Assostampa Puglia: "Nonostante la sentenza di condanna e il diniego da parte del Tribunale alla richiesta di sospensione della sentenza, che rimane dunque immediatamente esecutiva, la nuova amministrazione comunale si rifiuta di versare alla giornalista le somme liquidate dal giudice"

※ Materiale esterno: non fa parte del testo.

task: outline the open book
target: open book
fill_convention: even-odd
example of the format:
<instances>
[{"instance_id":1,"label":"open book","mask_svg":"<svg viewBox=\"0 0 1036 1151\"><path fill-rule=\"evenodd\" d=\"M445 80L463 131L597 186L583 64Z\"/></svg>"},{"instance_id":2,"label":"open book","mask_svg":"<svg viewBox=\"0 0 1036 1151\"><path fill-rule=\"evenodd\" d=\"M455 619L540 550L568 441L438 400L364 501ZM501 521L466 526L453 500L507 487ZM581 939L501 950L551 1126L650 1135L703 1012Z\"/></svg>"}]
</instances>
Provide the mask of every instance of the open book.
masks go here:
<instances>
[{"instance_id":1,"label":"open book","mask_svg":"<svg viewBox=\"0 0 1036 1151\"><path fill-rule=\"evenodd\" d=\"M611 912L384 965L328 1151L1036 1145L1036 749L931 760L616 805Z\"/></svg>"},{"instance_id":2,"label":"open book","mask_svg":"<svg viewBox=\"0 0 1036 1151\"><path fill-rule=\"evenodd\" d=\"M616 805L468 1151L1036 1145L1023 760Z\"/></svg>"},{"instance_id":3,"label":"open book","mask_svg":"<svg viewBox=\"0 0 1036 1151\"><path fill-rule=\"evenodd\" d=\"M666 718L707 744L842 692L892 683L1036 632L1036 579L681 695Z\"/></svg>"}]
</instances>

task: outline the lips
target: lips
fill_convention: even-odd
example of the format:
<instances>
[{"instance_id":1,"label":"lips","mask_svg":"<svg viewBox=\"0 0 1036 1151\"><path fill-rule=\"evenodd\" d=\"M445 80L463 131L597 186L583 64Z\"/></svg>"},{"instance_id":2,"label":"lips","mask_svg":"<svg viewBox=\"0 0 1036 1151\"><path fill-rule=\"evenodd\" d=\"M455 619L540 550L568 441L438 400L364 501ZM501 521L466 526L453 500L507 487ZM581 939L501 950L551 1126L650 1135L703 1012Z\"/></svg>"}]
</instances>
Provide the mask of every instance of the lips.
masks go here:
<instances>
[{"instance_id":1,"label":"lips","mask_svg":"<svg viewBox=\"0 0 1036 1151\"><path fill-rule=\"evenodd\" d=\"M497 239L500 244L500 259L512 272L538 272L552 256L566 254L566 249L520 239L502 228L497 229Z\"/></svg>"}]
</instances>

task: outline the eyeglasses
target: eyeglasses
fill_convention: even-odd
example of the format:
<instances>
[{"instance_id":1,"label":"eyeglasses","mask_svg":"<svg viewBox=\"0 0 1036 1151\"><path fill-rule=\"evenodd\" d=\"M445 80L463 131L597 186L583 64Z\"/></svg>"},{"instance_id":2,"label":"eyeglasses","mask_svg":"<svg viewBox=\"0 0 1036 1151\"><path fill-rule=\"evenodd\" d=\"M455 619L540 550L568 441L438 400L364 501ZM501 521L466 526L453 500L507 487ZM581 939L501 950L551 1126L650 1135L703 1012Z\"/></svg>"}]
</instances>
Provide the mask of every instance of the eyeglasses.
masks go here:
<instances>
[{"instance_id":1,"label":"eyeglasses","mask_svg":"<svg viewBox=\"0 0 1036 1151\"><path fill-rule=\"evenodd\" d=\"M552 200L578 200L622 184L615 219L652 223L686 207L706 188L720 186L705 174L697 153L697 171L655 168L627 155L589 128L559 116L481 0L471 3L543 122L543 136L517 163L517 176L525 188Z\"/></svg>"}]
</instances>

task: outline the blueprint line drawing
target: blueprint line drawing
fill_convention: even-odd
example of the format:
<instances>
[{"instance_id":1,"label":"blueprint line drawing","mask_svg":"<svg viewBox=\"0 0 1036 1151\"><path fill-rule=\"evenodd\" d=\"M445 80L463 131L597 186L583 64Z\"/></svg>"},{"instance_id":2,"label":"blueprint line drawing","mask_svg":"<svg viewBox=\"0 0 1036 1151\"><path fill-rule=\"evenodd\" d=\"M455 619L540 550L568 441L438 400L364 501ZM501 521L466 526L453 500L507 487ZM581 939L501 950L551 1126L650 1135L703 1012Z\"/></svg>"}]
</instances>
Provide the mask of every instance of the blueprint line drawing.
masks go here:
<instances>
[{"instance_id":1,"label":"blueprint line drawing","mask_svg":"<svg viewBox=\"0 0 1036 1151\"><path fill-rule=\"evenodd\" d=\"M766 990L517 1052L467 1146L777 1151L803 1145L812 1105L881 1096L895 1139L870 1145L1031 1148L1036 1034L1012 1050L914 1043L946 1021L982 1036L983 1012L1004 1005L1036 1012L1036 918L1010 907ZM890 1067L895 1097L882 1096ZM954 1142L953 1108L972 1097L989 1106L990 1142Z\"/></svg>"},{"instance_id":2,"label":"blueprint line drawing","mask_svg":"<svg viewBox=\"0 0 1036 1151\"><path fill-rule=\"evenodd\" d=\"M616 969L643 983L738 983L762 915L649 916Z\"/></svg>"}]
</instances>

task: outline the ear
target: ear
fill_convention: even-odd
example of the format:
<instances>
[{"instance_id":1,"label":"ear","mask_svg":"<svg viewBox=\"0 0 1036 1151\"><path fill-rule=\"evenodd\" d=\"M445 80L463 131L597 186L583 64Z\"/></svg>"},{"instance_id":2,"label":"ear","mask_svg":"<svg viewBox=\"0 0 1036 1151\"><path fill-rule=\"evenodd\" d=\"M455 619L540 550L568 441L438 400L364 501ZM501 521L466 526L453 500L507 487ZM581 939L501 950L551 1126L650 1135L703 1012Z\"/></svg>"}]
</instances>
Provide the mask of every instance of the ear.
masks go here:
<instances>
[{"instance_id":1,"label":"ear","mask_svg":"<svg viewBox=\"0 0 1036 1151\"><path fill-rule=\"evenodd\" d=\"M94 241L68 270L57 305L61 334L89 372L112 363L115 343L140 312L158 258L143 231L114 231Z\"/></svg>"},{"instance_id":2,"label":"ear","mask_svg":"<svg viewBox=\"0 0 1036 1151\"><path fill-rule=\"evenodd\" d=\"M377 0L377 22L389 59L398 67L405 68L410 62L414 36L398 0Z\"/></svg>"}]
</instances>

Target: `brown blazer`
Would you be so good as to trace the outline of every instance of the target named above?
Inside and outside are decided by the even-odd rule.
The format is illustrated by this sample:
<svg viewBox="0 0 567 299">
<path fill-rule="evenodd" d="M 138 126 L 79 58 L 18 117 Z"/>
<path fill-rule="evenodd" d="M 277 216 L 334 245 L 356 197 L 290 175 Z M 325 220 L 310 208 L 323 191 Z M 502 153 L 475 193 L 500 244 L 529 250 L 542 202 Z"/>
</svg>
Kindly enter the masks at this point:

Nota - Questo comunicato è stato pubblicato integralmente come contributo esterno. Questo contenuto non è pertanto un articolo prodotto dalla redazione di FoggiaToday

"L'Associazione della Stampa di Puglia esprime sconcerto per il comportamento manifestamente contrario alla legge assunto dal Comune di Foggia, condannato dal giudice del lavoro a risarcire una giornalista assunta a tempo determinato e poi licenziata senza giusta causa dalla precedente amministrazione, guidata dall'allora sindaco Orazio Ciliberti. Nonostante la sentenza di condanna e il diniego da parte del Tribunale alla richiesta di sospensione della sentenza, che rimane dunque immediatamente esecutiva, la nuova amministrazione comunale si rifiuta di versare alla giornalista le somme liquidate dal giudice, non considerandosi responsabile. Nel condannare tale comportamento, reso ancor più grave e inaccettabile dalla circostanza che viene assunto da un'amministrazione pubblica e da una parte politica che fa della lotta all'illegalità la propria bandiera, il sindacato dei giornalisti pugliesi ribadisce il proprio sostegno alla collega in tutte le sedi e annuncia  l'attivazione delle procedure di esecuzione forzata e di pignoramento per il recupero delle somme dovute e per il rispetto della sentenza del giudice. Se ci furono responsabilità nella vicenda che portò all'allontanamento dal lavoro, vanno fatte ricadere, attivando le azioni previste dalla legge, su chi adottò i provvedimenti censurati dal giudice e non certo sulla lavoratrice, che in questo modo viene danneggiata due volte".